A broad coalition of groups today sent a letter to the White House, the House and Senate Judiciary Committees, the House Ways and Means Committee and the Senate Finance Committee urging them to oppose a proposal by Senators Charles Schumer (D-NY) and Lindsey Graham (R-SC) that would include a biometric national ID card in comprehensive immigration reform legislation. Signatories are from across the political spectrum and include advocates for privacy, consumer rights, gun owners, limited government and religious liberty.
 
A biometric ID card, like the kind under consideration is a national system for identifying individuals that is used to determine if they are eligible for rights and benefits a classic national ID. In order to create a biometric ID, every worker in America would have to present a birth certificate and other identification documents, then have his or her biometric, like a fingerprint, captured.
 
In its letter, the coalition stated, "A National ID would not only violate privacy by helping to consolidate data and facilitate tracking of individuals, it would bring government into the very center of our lives by serving as a government permission slip needed by everyone in order to work."
 
The group said that "a National ID would not only violate privacy by helping to consolidate data and facilitate tracking of individuals, it would bring government into the very center of our lives by serving as a government permission slip needed by everyone in order to work.

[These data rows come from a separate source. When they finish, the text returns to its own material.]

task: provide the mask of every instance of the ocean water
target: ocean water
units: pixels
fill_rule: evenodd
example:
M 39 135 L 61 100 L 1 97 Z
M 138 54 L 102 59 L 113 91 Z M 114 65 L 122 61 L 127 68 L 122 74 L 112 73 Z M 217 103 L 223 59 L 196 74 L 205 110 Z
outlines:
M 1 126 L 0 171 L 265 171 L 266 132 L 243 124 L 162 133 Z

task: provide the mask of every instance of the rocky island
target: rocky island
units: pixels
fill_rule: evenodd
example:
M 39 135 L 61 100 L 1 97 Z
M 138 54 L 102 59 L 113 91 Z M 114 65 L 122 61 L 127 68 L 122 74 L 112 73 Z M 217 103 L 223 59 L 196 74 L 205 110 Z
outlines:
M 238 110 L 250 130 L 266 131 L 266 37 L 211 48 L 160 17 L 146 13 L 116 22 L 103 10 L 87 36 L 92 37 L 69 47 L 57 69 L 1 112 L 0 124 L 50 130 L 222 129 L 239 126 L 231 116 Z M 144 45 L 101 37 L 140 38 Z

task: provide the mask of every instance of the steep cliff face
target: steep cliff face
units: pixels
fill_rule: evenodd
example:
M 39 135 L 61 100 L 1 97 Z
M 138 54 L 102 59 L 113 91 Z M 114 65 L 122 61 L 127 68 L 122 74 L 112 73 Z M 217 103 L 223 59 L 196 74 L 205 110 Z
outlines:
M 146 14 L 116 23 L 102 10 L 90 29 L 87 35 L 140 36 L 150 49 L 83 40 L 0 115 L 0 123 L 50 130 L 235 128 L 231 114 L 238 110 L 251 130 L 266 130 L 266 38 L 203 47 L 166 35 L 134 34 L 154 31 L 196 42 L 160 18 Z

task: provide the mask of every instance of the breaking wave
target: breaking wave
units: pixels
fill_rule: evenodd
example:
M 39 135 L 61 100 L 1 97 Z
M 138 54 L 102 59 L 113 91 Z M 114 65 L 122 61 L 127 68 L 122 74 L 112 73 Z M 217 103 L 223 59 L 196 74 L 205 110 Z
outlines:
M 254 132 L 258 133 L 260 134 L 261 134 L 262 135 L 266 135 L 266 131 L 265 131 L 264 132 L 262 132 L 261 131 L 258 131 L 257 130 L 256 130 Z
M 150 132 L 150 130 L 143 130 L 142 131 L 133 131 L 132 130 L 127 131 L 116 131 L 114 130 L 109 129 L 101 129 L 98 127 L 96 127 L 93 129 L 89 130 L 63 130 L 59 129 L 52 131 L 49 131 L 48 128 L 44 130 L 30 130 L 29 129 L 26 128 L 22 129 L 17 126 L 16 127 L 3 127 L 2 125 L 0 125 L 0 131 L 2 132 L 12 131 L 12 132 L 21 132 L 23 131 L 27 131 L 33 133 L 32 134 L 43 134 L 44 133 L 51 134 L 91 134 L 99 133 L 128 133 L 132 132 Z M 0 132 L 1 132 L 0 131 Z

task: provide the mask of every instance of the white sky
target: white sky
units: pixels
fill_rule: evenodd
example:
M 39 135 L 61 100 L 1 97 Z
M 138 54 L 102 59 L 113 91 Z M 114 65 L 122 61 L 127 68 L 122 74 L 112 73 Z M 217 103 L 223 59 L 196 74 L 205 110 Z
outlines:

As happened with Social Security cards decades ago, use of such ID cards would quickly spread and be used for other purposes from travel to voting to gun ownership."
 
They noted that it would be impossible to create such a system without establishing a national database a central electronic repository of Americans personal information. "Every government identification system currently in existence requires a database. Databases are necessary in order to reissue lost or stolen cards and as a check on fraud and abuse. Without record keeping, the same Social Security number and birth certificate could be used again and again to issue new cards to different people defeating the entire purpose of the system. Such a central repository will be irresistible to identity thieves, hackers and those who want to misuse personal information for crimes like stalking," they said.
 
The cost of such a system will be extraordinary, they added, running to hundreds of billions of dollars and dwarfing the expense associated with other parts of immigration reform.